Em uma decisão surpreendente e repleta de inconsistências, o Tribunal de Justiça de Sergipe (TJSE) determinou, sem aviso prévio, a transferência da 23ª e da 25ª Varas Cíveis de Família dos Fóruns Integrados III para o Fórum Gumersindo Bessa, a partir da próxima segunda-feira, dia 11.
A modificação pega de surpresa servidores, advogados e a população usuária dos serviços judiciais, causando indignação generalizada entre os trabalhadores afetados, cujas vidas pessoais e profissionais foram impactadas por essa decisão repentina, imposta sem qualquer consulta ou diálogo.
O Sindicato dos Trabalhadores do Poder Judiciário de Sergipe (Sindijus) visitou as Varas afetadas e, aos dirigentes sindicais, os servidores relataram que souberam da decisão de forma não oficial na sexta-feira, dia 1º de novembro, dez dias antes da data da mudança forçada.
A mudança realizada no fim do ano traz maiores preocupações porque este é, exatamente, o período de encerramento das atividades forenses, uma época tradicionalmente já sobrecarregada.
Segundo depoimentos colhidos pelo Sindijus, a mudança afetará a dinâmica familiar e a rotina pessoal dos servidores, como os horários e a escolha das escolas dos filhos.
Além do impacto pessoal, a população e a advocacia sergipana também sairão prejudicadas. Com a mudança, sob a qual pairam inúmeras dúvidas, é provável que jurisdicionados e advogados se dirijam aos Fóruns Integrados III, esperando atendimento que não estará mais disponível, criando mais transtornos e custos desnecessários para quem depende da Justiça.
Lotado na 25ª Vara, o técnico judiciário Milton Cruz manifestou surpresa e indignação com a transferência repentina. “É um desrespeito enorme. Fomos comunicados em cima da hora, como se estivéssemos sendo despejados. Trabalhadores e população merecem ser informados com antecedência sobre mudanças que impactam diretamente o atendimento e o trabalho”, critica Cruz.
Novo local de trabalho
Uma outra queixa registrada pelo Sindijus é com relação a situação do espaço físico limitado que deve criar transtornos ao público e aos servidores. A 23ª e a 25ª Varas Cíveis de serão alocadas em um mesmo espaço físico, com cerca de 15 servidores e apenas um ponto de atendimento.
Essa opção administrativa é um retrocesso, repetindo um modelo que já falhou no passado, no extinto Cartório Único (CU), cujo insucesso culminou na transformação o modelo de central única de movimentação processual na atual Central de Processamento Eletrônico (CPE).

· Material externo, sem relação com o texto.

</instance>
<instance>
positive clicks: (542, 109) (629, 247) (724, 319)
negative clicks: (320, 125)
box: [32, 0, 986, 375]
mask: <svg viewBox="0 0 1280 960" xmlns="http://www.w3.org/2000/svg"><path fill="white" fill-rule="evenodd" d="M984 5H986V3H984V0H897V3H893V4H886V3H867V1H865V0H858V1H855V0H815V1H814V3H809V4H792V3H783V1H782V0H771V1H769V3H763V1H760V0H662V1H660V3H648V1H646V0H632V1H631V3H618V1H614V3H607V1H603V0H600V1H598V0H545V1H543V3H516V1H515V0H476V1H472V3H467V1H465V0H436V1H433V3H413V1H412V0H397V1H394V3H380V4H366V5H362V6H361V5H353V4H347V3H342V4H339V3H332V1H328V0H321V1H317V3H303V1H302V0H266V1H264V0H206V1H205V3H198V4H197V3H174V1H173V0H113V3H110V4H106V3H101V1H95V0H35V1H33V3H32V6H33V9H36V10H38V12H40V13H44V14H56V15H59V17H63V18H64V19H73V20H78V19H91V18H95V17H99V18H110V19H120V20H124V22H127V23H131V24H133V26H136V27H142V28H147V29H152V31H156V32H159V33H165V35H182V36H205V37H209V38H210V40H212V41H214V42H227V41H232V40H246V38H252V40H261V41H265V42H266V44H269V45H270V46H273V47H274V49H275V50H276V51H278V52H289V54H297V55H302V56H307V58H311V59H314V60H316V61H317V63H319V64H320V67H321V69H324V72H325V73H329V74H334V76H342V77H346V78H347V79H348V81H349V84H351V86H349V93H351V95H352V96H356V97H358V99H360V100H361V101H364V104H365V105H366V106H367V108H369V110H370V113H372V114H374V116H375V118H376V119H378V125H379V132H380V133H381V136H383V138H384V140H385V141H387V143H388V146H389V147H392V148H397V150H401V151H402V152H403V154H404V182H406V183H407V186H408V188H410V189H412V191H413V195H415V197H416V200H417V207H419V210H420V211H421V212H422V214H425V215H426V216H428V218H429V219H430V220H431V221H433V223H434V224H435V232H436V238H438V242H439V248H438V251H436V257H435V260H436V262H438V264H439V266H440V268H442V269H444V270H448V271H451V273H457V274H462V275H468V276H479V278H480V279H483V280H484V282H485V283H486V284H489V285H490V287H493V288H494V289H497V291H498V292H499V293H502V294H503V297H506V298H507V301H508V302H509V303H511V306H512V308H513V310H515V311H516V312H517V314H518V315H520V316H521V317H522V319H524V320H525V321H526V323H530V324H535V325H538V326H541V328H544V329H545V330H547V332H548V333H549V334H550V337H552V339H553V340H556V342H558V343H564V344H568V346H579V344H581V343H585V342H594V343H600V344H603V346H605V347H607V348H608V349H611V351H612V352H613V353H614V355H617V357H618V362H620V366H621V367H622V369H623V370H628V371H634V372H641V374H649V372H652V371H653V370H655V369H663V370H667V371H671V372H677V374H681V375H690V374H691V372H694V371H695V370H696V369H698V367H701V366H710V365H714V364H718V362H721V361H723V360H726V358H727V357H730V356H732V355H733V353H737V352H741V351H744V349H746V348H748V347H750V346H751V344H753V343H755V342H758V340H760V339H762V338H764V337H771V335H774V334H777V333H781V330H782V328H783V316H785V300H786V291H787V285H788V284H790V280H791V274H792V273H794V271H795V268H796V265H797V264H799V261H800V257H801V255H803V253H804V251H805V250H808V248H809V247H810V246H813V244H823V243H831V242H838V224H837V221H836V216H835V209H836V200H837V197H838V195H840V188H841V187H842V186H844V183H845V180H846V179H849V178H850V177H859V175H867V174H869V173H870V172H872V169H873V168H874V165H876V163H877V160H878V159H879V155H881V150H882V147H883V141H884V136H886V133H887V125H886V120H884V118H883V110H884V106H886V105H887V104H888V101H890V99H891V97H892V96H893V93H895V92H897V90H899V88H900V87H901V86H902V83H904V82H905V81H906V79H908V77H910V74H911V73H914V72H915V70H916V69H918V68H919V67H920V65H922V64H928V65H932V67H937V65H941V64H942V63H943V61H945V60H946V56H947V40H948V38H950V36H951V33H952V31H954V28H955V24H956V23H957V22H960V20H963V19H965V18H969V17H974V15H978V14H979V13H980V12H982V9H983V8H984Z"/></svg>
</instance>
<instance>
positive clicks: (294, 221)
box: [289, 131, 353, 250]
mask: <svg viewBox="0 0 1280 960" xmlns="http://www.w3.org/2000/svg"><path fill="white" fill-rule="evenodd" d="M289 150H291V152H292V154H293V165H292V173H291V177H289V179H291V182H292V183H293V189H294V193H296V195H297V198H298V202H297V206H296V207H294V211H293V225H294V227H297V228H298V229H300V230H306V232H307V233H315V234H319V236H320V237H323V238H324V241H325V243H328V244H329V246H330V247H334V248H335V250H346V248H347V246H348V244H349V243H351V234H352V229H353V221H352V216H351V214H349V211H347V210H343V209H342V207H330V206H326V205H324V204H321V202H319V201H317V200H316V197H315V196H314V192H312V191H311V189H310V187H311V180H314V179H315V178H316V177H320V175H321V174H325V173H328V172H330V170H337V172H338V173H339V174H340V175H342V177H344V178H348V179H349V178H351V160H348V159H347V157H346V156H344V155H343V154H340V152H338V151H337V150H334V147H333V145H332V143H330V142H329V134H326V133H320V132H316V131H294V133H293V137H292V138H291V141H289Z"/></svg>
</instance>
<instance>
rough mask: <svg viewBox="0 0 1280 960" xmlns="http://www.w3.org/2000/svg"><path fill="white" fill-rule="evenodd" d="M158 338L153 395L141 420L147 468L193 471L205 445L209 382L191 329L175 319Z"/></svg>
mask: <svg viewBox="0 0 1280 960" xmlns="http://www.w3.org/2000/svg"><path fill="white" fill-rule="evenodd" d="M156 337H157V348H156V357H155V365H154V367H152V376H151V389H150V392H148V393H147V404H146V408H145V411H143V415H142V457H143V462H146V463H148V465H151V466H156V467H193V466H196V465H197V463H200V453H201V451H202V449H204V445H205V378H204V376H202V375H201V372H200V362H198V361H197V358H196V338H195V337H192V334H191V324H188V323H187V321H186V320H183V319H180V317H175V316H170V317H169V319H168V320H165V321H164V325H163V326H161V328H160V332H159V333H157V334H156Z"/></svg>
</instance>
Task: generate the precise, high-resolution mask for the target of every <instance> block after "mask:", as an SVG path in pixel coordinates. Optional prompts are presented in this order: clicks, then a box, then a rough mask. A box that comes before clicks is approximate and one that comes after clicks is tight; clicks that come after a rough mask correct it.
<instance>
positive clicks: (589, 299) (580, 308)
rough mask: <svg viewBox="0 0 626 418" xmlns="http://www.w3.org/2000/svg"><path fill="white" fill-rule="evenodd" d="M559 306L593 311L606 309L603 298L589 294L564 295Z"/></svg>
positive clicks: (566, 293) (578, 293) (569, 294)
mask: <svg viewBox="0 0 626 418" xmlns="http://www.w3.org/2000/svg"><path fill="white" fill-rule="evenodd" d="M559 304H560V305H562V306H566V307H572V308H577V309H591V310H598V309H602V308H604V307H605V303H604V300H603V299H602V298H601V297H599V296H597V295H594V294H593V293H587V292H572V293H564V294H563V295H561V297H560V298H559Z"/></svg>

A maneira como a mudança foi conduzida é descrita pelos próprios servidores como “caótica”. Foram eles mesmos que tiveram que organizar a logística da mudança, como na obtenção de caixas improvisadas para empacotar documentos.
Pior ainda. No dia 7 de novembro, quando o expediente não foi suspenso, os trabalhadores tiveram de se dividir entre o atendimento ao público e a realização do processo de mudança, em uma demonstração de despreparo e desrespeito do TJSE com as condições de trabalho de seus próprios funcionários.
Sigilo e ineficiência
A decisão de manter essa transferência em sigilo até os últimos dias suscita outros questionamentos entre os servidores: quais os reais motivos da mudança? O que motivou o Tribunal a impor uma alteração tão drástica sem oferecer uma justificativa clara? Por que a gestão, que deveria priorizar a eficiência e a transparência, optou pelo sigilo e pela falta de diálogo? Os magistrados responsáveis pelas unidades foram avisados previamente?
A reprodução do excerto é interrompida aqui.